JEE Advanced 2023 Paper 2 · Q09 · Differential Equations

Question

For $x \in \mathbb{R}$, let $y(x)$ be a solution of the differential equation $(x^2 - 5)\dfrac{dy}{dx} - 2xy = -2x(x^2 - 5)^2$ such that $y(2) = 7$. Then the maximum value of the function $y(x)$ is ___.
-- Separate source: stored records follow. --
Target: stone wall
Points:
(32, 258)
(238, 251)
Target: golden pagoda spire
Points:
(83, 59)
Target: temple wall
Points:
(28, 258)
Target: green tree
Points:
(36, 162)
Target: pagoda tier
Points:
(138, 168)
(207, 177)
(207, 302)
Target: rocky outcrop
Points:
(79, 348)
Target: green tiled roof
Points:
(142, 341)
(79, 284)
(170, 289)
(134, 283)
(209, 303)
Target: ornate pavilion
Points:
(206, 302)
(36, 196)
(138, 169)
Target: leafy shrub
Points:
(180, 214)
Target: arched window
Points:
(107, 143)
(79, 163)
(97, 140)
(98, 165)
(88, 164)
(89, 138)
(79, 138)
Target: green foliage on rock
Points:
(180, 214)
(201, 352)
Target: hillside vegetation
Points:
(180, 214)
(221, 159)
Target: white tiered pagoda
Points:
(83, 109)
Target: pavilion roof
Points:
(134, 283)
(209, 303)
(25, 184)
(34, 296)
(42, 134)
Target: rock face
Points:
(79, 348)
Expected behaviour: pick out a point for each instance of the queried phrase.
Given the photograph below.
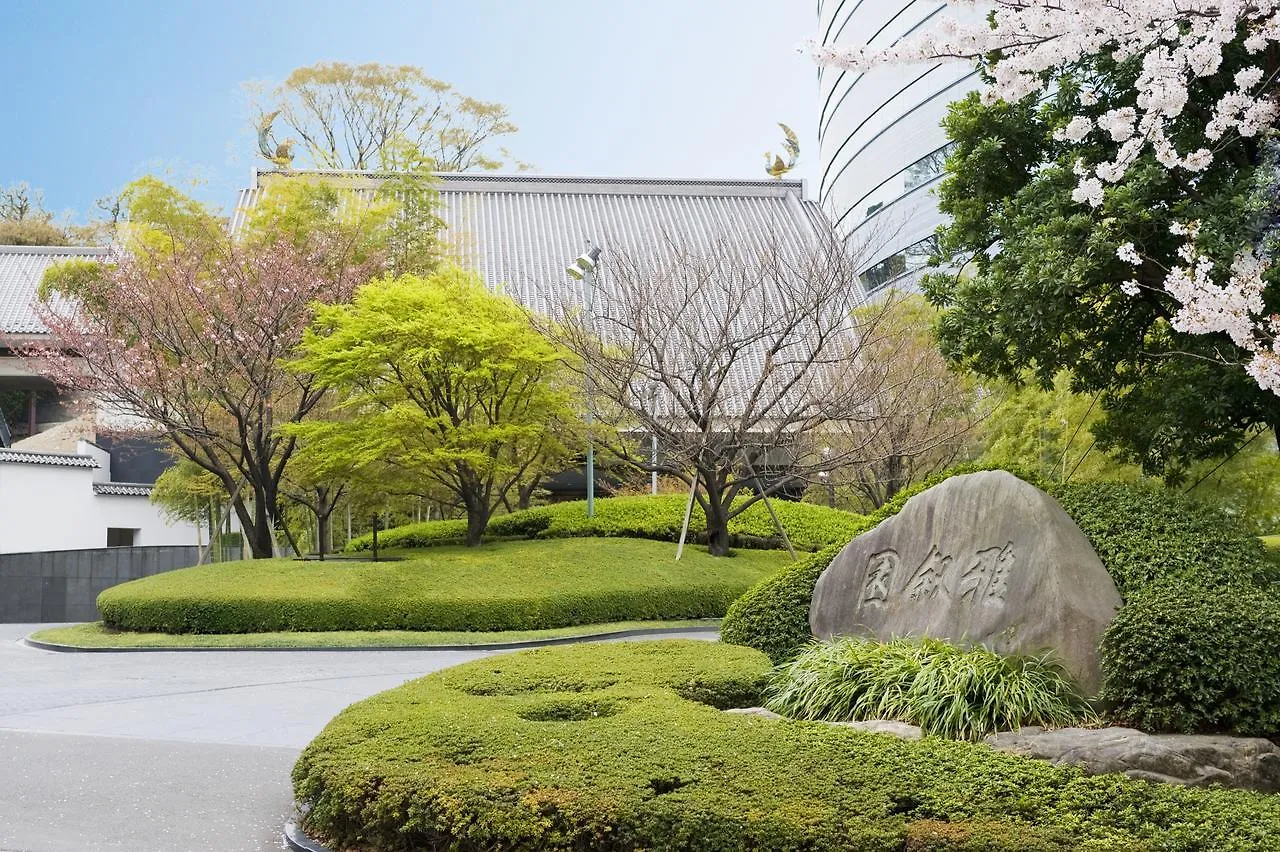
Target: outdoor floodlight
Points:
(584, 264)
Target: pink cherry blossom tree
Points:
(192, 339)
(1179, 44)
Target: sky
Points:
(99, 94)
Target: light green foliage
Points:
(620, 747)
(97, 635)
(397, 220)
(639, 517)
(1050, 431)
(521, 585)
(439, 381)
(936, 686)
(382, 118)
(186, 491)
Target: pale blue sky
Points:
(97, 94)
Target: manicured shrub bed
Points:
(517, 585)
(809, 526)
(622, 747)
(1197, 656)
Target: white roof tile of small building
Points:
(122, 489)
(59, 459)
(21, 270)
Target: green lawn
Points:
(99, 636)
(506, 586)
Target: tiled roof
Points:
(21, 270)
(122, 489)
(60, 459)
(520, 232)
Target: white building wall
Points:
(48, 507)
(880, 136)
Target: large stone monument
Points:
(979, 559)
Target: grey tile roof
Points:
(122, 489)
(21, 270)
(59, 459)
(520, 232)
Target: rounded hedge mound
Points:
(809, 526)
(512, 586)
(624, 746)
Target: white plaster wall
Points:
(46, 507)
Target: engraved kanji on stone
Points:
(881, 569)
(928, 578)
(987, 577)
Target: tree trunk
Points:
(717, 521)
(478, 518)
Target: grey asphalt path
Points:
(170, 752)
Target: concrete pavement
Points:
(167, 751)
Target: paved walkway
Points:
(169, 752)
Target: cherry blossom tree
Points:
(1180, 46)
(192, 339)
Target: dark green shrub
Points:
(1191, 659)
(936, 686)
(809, 526)
(452, 761)
(517, 585)
(773, 615)
(1147, 535)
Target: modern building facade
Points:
(881, 143)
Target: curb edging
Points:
(487, 646)
(297, 839)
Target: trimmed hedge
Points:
(1147, 536)
(1198, 656)
(520, 585)
(809, 526)
(773, 614)
(1185, 659)
(621, 746)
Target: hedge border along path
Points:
(513, 586)
(809, 526)
(621, 746)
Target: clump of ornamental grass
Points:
(944, 690)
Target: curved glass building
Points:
(881, 145)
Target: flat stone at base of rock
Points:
(883, 725)
(1197, 760)
(754, 711)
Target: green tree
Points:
(380, 117)
(1048, 431)
(442, 385)
(1040, 288)
(23, 219)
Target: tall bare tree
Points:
(922, 415)
(737, 355)
(379, 117)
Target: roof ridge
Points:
(512, 181)
(54, 250)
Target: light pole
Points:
(584, 270)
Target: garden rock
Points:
(1178, 759)
(981, 559)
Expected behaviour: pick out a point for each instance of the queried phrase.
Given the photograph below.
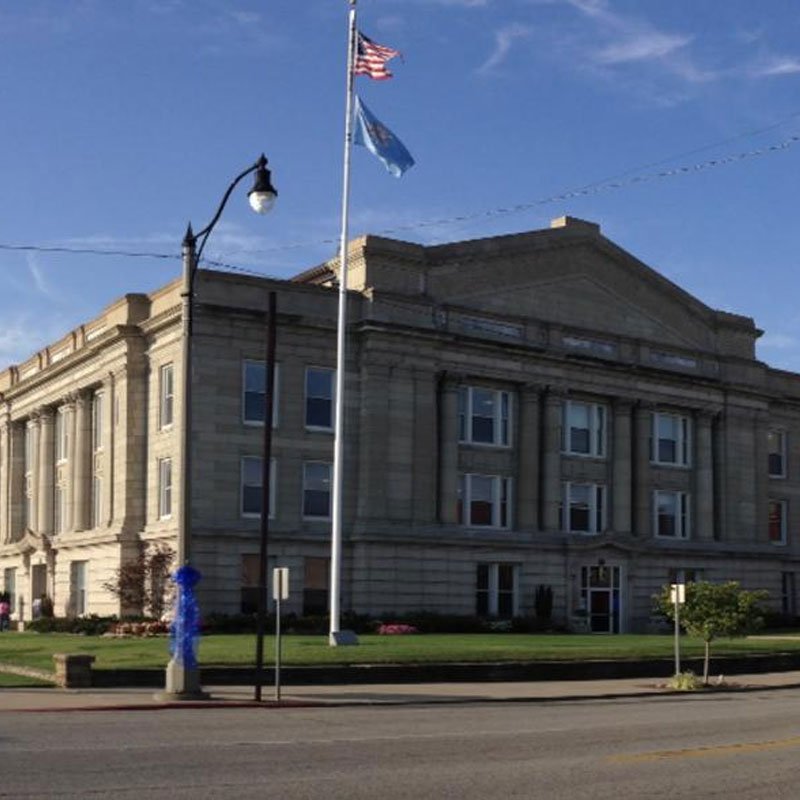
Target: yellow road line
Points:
(706, 752)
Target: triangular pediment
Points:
(582, 286)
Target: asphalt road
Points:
(729, 746)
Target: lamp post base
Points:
(342, 638)
(182, 683)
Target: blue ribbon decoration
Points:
(185, 628)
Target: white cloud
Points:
(647, 46)
(636, 41)
(779, 341)
(36, 273)
(503, 41)
(777, 67)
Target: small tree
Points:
(714, 610)
(142, 583)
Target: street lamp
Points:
(182, 674)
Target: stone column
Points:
(760, 474)
(551, 460)
(375, 430)
(16, 481)
(720, 476)
(81, 466)
(5, 481)
(641, 479)
(622, 455)
(448, 457)
(703, 527)
(527, 486)
(30, 444)
(46, 470)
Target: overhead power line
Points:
(608, 185)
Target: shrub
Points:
(91, 625)
(396, 630)
(685, 682)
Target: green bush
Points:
(685, 682)
(91, 625)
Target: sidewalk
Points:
(54, 700)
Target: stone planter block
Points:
(73, 670)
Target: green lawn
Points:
(9, 681)
(35, 650)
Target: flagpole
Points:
(338, 442)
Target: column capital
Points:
(83, 396)
(46, 414)
(531, 391)
(555, 395)
(622, 405)
(451, 380)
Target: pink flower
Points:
(391, 630)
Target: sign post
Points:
(678, 597)
(280, 591)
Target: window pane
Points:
(317, 490)
(481, 500)
(319, 383)
(318, 412)
(505, 577)
(666, 514)
(480, 512)
(775, 521)
(579, 428)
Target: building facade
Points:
(540, 409)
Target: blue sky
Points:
(124, 119)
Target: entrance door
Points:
(38, 580)
(600, 596)
(600, 617)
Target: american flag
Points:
(371, 58)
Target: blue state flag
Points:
(379, 140)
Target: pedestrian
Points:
(5, 611)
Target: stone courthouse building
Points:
(539, 409)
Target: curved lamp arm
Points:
(202, 236)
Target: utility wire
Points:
(607, 185)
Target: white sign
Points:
(280, 583)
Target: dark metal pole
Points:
(269, 381)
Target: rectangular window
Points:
(97, 422)
(28, 449)
(671, 440)
(316, 490)
(62, 436)
(166, 396)
(584, 508)
(788, 594)
(497, 590)
(484, 501)
(252, 483)
(776, 445)
(671, 515)
(164, 488)
(248, 603)
(254, 377)
(316, 572)
(483, 416)
(10, 587)
(319, 398)
(584, 429)
(78, 584)
(97, 500)
(59, 510)
(680, 575)
(777, 521)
SolveKar AI · Accepted Answer

Rewrite as $\dfrac{dy}{dx} - \dfrac{2x}{x^2-5}y = -2x(x^2-5)$. Integrating factor: $e^{-\int 2x/(x^2-5)\,dx} = 1/|x^2-5|$. Solution (for $x^2 < 5$): $y/(5-x^2) = \int 2x\,dx + C = x^2 + C$, so $y = (x^2+C)(5-x^2)$. Using $y(2) = 7$: $(4+C)(1) = 7 \Rightarrow C = 3$. Therefore $y = (x^2+3)(5-x^2) = -x^4 + 2x^2 + 15$. $dy/dx = -4x^3 + 4x = -4x(x^2-1) = 0 \Rightarrow x = 0, \pm 1$. At $x = \pm 1$: $y = 4\cdot 4 = 16$ (maximum).